The Centers for Medicare and Medicaid Services posted the following Alert on September 26, 2016 with updated thresholds for Section 111 reporting.
As background, on December 29, 2007, President George Bush signed into law the Medicare Medical, and SCHIP Extension Act of 2007. The purpose of the Section 111 Medicare Secondary Payer reporting process is to enable the Centers for Medicare & Medicaid Services (“CMS”) to pay for Medicare covered items and services furnished to Medicare beneficiaries by determining primary versus secondary payer responsibility. Specifically, Section 111 adds mandatory reporting requirements for group health plan (“GHP”) arrangements and liability insurance (including self-insurance), no-fault insurance, and workers’ compensation. The reporting requirements do not eliminate any other existing statutory provision (e.g. claimant’s counsel must still identify pending liability claims to CMS and CMS’s interest must be protected in all settlement agreements, judgments, awards, or other payment.).

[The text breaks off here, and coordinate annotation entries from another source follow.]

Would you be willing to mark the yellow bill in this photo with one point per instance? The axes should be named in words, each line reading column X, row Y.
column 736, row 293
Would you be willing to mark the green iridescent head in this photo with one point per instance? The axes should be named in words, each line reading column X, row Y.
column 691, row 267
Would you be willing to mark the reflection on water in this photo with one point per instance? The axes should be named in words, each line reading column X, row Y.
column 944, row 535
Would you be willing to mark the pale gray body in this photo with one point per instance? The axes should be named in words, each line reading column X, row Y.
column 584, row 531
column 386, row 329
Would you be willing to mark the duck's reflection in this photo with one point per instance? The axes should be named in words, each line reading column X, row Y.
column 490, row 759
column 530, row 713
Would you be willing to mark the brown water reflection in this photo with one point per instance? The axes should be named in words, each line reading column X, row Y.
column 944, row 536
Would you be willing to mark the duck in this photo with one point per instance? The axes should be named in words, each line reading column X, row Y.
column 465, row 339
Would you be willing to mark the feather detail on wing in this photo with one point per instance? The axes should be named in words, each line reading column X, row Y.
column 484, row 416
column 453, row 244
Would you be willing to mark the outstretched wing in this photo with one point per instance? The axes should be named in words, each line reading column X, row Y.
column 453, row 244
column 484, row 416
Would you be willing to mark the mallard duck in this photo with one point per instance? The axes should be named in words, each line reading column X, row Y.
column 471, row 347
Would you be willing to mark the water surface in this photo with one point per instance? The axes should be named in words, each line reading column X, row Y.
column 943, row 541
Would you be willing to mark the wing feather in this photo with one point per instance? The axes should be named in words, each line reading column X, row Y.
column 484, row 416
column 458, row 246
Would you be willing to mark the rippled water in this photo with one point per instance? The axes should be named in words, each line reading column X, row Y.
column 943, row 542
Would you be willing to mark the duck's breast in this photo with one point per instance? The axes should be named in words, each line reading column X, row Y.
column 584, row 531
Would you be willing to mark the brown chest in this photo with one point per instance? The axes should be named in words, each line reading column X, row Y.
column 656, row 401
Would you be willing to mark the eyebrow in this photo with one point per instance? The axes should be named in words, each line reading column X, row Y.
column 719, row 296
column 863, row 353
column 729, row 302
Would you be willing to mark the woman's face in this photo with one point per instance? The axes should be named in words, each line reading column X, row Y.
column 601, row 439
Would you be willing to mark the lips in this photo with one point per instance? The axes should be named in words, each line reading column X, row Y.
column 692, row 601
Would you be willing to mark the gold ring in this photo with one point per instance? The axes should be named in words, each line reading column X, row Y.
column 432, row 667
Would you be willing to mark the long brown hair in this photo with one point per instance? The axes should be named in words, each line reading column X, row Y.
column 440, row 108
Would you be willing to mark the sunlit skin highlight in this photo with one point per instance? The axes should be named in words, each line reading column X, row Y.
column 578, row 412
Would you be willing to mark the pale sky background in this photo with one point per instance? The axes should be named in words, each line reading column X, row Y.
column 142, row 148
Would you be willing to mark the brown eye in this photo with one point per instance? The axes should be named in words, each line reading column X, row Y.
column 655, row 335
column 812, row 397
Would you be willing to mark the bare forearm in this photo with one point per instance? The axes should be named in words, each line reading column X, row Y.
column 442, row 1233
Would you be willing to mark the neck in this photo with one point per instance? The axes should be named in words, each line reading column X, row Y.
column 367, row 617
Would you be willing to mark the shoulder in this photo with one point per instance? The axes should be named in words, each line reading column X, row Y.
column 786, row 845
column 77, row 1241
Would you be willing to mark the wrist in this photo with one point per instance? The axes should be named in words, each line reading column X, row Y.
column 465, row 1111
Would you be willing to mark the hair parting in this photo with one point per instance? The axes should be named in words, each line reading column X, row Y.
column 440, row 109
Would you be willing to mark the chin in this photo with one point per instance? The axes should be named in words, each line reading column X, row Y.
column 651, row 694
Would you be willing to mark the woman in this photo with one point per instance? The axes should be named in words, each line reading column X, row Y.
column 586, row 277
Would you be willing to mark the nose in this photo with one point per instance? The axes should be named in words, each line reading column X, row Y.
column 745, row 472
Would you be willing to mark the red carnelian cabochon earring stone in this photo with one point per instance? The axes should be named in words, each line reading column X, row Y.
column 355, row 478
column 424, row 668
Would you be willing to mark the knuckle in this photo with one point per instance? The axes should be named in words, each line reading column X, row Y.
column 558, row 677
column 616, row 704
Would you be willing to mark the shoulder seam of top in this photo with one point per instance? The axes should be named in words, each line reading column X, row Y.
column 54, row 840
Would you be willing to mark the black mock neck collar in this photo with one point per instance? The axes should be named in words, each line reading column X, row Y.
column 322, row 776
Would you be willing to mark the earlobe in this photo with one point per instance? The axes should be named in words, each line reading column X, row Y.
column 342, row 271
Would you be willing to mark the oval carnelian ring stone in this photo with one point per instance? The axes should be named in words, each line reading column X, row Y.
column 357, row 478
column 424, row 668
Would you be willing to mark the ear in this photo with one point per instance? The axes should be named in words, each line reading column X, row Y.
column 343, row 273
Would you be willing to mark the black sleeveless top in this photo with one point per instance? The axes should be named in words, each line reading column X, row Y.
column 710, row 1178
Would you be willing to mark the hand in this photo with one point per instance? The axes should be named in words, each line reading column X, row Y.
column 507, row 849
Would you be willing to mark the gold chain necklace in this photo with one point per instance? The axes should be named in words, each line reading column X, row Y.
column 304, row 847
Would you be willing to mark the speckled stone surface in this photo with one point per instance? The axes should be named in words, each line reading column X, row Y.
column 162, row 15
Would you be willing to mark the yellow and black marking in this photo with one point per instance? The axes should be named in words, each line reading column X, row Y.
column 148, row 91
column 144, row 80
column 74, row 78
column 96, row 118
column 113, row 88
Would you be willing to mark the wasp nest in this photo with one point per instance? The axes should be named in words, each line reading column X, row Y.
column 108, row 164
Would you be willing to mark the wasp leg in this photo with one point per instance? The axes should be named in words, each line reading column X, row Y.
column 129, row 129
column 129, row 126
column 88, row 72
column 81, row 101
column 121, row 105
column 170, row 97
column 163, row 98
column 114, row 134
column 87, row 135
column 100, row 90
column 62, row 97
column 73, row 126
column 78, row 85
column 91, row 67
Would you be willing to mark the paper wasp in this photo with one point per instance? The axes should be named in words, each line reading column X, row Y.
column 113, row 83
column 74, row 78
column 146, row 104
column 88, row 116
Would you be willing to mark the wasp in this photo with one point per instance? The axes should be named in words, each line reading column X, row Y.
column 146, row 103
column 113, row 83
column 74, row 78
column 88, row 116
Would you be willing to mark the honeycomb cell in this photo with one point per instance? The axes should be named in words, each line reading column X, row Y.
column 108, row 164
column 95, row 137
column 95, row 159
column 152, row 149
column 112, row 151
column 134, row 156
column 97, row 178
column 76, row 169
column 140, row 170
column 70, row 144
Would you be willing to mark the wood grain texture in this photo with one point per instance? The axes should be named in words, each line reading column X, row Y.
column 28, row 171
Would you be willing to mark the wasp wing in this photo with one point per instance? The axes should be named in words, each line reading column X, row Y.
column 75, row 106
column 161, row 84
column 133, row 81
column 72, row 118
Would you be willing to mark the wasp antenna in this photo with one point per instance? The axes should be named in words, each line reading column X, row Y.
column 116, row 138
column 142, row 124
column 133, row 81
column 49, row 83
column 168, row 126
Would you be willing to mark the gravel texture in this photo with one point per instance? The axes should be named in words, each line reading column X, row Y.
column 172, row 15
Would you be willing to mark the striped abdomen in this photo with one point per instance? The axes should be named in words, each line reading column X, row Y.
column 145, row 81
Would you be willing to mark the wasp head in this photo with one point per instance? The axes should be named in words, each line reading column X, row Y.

On September 26, 22016 CMS published an alert with new thresholds. It stated that, as of the date of the alert and for the remainder of 2016, CMS will maintain the $1,000 threshold for physical trauma-based liability insurance (including self-insurance) settlements. CMS will also implement a $750 threshold for no-fault insurance and workers’ compensation settlements, where the no-fault insurer or workers’ compensation entity does not otherwise have ongoing responsibly for medicals.